Besprochen werden Elisabeth Edls Neuübersetzung von Flauberts "Madame Bovary", Eric Hobsbawms Marxismus-Schrift "Wie man die Welt verändert" und Winfried Wilhelmys Studie "Seliges Lächeln und höllisches Gelächter" (mehr ab 14 Uhr in unserer Bücherschau des Tages).

Welt, 31.10.2012

Felix Stephan stellt den Soulsänger Tom Krell alias How to Dress Well vor, der besser - und leiser - singt als Mariah Carey. Auch sonst ist er nicht der typische Soulman: "Tom Krell schreibt neben seiner Bühnenkarriere an der Chicagoer DePaul University seine Dissertation über das nihilistische Potenzial des deutschen Idealismus, den er zwei Semester lang in Bonn studiert hat. Ein weißer Amerikaner mit akademischem Schwerpunkt auf Kant und dem späten Wittgenstein, der schwarzen Soul interpretiert." Das klingt dann so:



Der Künstler Günther Uecker wird gerade in einer großen Ausstellung in Teheran gezeigt. Im Interview erzählt er, wie es dazu kam: "Meine Ausstellung solle der Beginn einer neuen Museumspolitik sein, sagte mir der Museumsdirektor. Man möchte dieses Institut, das zu Zeiten des Schahs gegründet wurde und eine der besten modernen Kunstsammlungen außerhalb der westlichen Welt besitzt, wieder für internationale Positionen öffnen ... Ich wurde in keiner Weise beeinträchtigt. Das ist erstaunlich. Das Museum wurde leergeräumt, um meine Werke in den zwölf Räumen zu präsentieren. Ich durfte feststellen, dass die Menschen die Öffnung annehmen."

Weitere Artikel: Hurrikan Sandy macht Hanns-Georg Rodek klar, wie störanfällig unsere Infrastruktur heute ist.
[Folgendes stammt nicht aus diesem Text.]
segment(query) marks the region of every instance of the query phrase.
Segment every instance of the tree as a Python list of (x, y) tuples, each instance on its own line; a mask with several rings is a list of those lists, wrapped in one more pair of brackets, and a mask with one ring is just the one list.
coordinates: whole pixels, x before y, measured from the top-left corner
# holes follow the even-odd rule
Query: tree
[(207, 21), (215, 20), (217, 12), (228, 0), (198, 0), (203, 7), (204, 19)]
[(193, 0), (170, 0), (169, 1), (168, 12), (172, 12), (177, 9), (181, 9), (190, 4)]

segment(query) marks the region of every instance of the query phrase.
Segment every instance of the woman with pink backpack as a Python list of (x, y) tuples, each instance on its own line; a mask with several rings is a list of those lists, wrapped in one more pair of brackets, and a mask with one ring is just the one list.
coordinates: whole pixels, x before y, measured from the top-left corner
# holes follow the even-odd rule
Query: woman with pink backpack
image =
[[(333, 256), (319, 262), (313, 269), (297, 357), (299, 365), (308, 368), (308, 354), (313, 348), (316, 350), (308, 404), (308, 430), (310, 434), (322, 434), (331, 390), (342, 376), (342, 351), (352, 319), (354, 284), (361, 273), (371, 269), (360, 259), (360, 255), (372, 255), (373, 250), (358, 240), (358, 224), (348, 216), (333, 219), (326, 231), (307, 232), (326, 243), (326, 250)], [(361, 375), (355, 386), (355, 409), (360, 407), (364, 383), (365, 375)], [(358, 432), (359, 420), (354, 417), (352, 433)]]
Alan Posener erklärt Jan Fleischhauer noch einmal, warum der Euro eher kein linkes Projekt ist.

Besprochen werden der neue Bondfilm ("'Skyfall' markiert Bonds wahre Menschwerdung", urteilt ein nicht unbeeindruckter Jan Küveler) und Sebastian Nüblings Inszenierung von Shakespeares "Wie es euch gefällt" in Zürich.

Weitere Medien, 31.10.2012

Den Koran darf man nicht interpretieren? Unsinn, meint der im Exil lebende iranische Philosoph Abdolkarim Soroush im Interview mit der FR: "Der Koran ist Gottes Wort für uns Menschen. Also haben wir auch jedes Recht, es zu interpretieren und zu deuten. So wie das im Lauf der Geschichte beständig geschehen ist. Der Koran selbst ermutigt dazu, wenn darin etwa von der 'Verantwortung' die Rede ist, die Gott für seine Offenbarung, seine Verheißungen übernimmt - oder vom 'Streit des Menschen mit Gott'. Wenn der Mensch schon mit Gott streiten darf, dann erst recht mit den religiösen und politischen Autoritäten. Aber das hören die natürlich gar nicht gern."

Außerdem in der FR berichtet Nikolaus Bernau über einen Streit um die Restaurierung von Michelangelos Deckengemälde in der Sixtinischen Kapelle.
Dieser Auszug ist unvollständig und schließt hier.